What are those pipes with the curved top sticking out of random fields in Massachusetts? Sometimes there are many pipes evenly distributed across the field.


Closed Landfills

Those fields are usually closed landfills, like the one in the above photo in Lanesborough, Massachusetts.

The vent pipes are to release methane gas that builds up and gets trapped in the landfill. The pipes can also control odor.
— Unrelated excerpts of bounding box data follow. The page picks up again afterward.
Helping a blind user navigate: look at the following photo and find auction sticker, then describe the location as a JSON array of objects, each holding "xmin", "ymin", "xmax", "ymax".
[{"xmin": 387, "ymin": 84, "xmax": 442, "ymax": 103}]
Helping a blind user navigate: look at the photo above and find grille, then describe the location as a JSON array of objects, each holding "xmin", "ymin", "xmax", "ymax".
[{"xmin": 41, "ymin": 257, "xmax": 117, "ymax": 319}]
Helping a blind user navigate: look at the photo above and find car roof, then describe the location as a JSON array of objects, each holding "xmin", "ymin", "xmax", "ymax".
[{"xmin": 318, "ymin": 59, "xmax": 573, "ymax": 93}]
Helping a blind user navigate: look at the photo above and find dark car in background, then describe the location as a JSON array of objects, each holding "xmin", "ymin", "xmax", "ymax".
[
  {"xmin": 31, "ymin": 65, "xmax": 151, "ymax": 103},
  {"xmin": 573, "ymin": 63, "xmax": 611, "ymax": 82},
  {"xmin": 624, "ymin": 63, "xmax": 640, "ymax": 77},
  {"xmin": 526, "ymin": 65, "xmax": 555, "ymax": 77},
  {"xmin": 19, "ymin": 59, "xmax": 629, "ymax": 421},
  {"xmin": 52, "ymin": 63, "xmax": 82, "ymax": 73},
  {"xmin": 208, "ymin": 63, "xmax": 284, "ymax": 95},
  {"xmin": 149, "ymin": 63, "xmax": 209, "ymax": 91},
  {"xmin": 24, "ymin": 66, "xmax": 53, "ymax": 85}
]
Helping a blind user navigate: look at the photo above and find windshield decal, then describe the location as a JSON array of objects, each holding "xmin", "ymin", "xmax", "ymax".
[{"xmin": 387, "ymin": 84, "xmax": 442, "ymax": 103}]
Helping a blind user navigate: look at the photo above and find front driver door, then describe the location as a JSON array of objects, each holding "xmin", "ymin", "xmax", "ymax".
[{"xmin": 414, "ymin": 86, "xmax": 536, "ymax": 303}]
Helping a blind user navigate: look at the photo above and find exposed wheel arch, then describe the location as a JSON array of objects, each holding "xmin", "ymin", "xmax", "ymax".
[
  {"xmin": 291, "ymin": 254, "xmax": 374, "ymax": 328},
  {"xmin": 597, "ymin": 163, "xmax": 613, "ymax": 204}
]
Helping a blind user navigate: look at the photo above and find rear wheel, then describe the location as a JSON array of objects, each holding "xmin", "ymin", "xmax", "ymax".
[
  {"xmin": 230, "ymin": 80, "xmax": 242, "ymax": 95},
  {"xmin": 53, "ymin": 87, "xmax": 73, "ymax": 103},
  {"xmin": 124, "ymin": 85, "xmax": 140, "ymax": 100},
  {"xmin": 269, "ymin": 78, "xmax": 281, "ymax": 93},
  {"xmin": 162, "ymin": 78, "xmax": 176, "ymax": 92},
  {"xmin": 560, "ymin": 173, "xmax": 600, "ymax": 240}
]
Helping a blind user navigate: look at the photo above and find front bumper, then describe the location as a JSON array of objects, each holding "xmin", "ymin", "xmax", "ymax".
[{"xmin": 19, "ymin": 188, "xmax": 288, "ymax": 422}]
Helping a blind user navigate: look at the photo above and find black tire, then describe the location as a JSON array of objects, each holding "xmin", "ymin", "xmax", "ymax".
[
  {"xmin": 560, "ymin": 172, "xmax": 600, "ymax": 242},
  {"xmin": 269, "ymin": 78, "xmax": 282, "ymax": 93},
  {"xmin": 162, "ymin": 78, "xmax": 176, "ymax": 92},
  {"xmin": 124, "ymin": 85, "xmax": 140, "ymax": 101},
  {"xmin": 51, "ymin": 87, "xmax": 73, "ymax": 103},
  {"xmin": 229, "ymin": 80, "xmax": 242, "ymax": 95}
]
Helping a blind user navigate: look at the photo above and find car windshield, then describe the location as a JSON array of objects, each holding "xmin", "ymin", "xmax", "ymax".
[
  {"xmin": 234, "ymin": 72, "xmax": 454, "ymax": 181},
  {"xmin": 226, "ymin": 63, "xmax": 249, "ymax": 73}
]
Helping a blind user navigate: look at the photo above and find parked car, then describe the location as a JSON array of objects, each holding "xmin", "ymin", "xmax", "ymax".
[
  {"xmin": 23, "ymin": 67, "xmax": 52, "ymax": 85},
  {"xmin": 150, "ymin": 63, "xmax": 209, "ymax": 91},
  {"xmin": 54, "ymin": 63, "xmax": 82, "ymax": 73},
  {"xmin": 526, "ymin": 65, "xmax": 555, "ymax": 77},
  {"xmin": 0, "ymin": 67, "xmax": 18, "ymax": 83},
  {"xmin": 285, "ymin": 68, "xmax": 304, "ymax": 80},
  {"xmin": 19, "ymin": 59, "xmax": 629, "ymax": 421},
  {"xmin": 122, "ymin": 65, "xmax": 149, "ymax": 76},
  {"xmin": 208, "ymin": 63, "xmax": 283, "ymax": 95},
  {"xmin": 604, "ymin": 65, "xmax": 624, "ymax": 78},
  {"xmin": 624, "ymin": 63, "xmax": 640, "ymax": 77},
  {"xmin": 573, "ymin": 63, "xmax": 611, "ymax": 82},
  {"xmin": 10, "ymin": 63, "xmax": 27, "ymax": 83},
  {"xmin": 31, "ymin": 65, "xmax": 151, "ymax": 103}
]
When MSW (municipal solid waste) is first deposited in a landfill, it undergoes an aerobic (with oxygen) decomposition stage when little methane is generated. Then, typically within less than 1 year, anaerobic conditions are established and methane-producing bacteria begin to decompose the waste and generate methane. -epa.gov


The curved top is to prevent animals or any other form of debris from blocking or impeding the pipe.

Controlling landfill gas (LFG) is one target of landfill management. Lateral migration of methane gas has led to the accidental explosion of houses near landfills, so passive gas vents are now installed to release pressure from LFG, which is released or burned on site. -sciencedirect.com

Leach Fields

These vent pipes can also be used on leach fields for those who have septic systems.

  • leach field aeration
  • regulation of pressure
  • reduction

Methane is a greenhouse gas that traps heat and contributes to climate change, but trapped methane gas can be bigger problem.